I recently turned 30. Americans of my generation need a high school diploma to get a part-time minimum-wage job without benefits. If you want better, you not only need a bachelor’s, but probably a master’s degree. Even with these qualifications most workers change jobs every few years due to market conditions. Employers are not hiring now. Necessary costs and prices have gone up or remain volatile, while wages generally have not. It is increasingly hard to save for retirement and what many Americans have insufficient savings. With credit tight and interest and market returns low, nothing is working in our favor. For many, kids, houses, and vacations are outside the budget.
Our parents entered a workforce in which one didn’t need even a high school diploma to obtain full-time employment that provided for basic needs. Many were able to find work straight out of school or college. Often, they stayed in the same job for 30 years. Costs, prices, employer programs, and market conditions were such that many could afford a house, a car, kids, and a retirement, sometimes with only one spouse working or one only working part-time.

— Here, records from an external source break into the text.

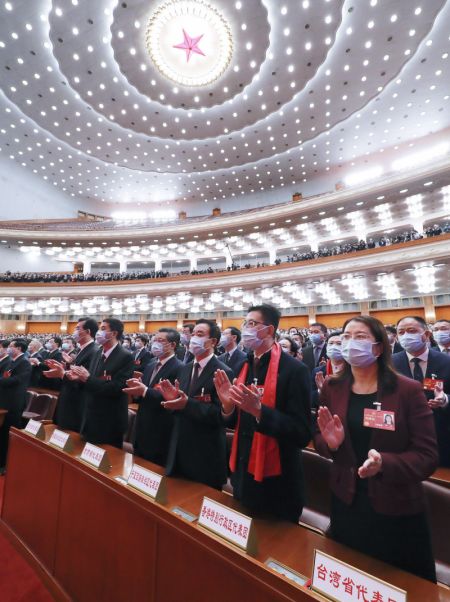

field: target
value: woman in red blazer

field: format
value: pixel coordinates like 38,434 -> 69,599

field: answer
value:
314,316 -> 438,581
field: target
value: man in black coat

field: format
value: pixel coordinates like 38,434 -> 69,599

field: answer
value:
0,341 -> 11,379
124,328 -> 183,466
160,319 -> 233,489
133,334 -> 152,372
68,318 -> 134,448
217,326 -> 247,377
215,304 -> 311,523
42,318 -> 99,433
392,316 -> 450,467
302,322 -> 328,374
0,339 -> 31,473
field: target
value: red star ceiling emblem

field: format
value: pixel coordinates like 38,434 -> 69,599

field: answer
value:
174,29 -> 206,63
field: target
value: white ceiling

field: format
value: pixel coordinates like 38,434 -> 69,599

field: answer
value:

Sometimes there was even enough for vacations or a fishing boat.
Our parents’ generation, as young adults, led a movement to change American society into one that offered more opportunities to more people than offered their parents’ generation. Americans wanted class mobility; they wanted the chance to pull themselves up by their bootstraps. They wanted more economic freedom. They also wanted a system with a “safety net” that also guaranteed a minimum level of subsistence. The result was civil, women’s, and labor rights legislation, as well as increased Social Security, Medicare, Medicaid, and other programs. Not everyone wanted all or some of these programs, but the majority did.
Today, our parents’ generation is battling to preserve a system that no longer works and are unwilling to make any sacrifices to fix it. Unfortunately, this is to the detriment of their own children. Their main argument is they were promised things, held up their end of the bargain, and are ready to collect. People of our parents’ generation hold every major position of power inAmerica, whether in elected office or the private sector. All the problems coming to the surface now were foreseeable and began and have grown on their watch, yet they’re unwilling to change anything even now to solve them.
The world has changed. Applying 1980s ideas to 21st century problems is a recipe for failure. The 1990s arguments between liberals and conservatives should have ended by now. What we need today is American pragmatism. We don’t need a 1960s people’s movement or to “go back” to 1950s values. These old battles are long over. We don’t need 20th century “revolution;” we need 21st century evolution.America can’t be a country led by ideologies that look back over our shoulder. To continue to lead the world today, we need to keep looking ahead. Right now, we’re stuck in first gear and going nowhere.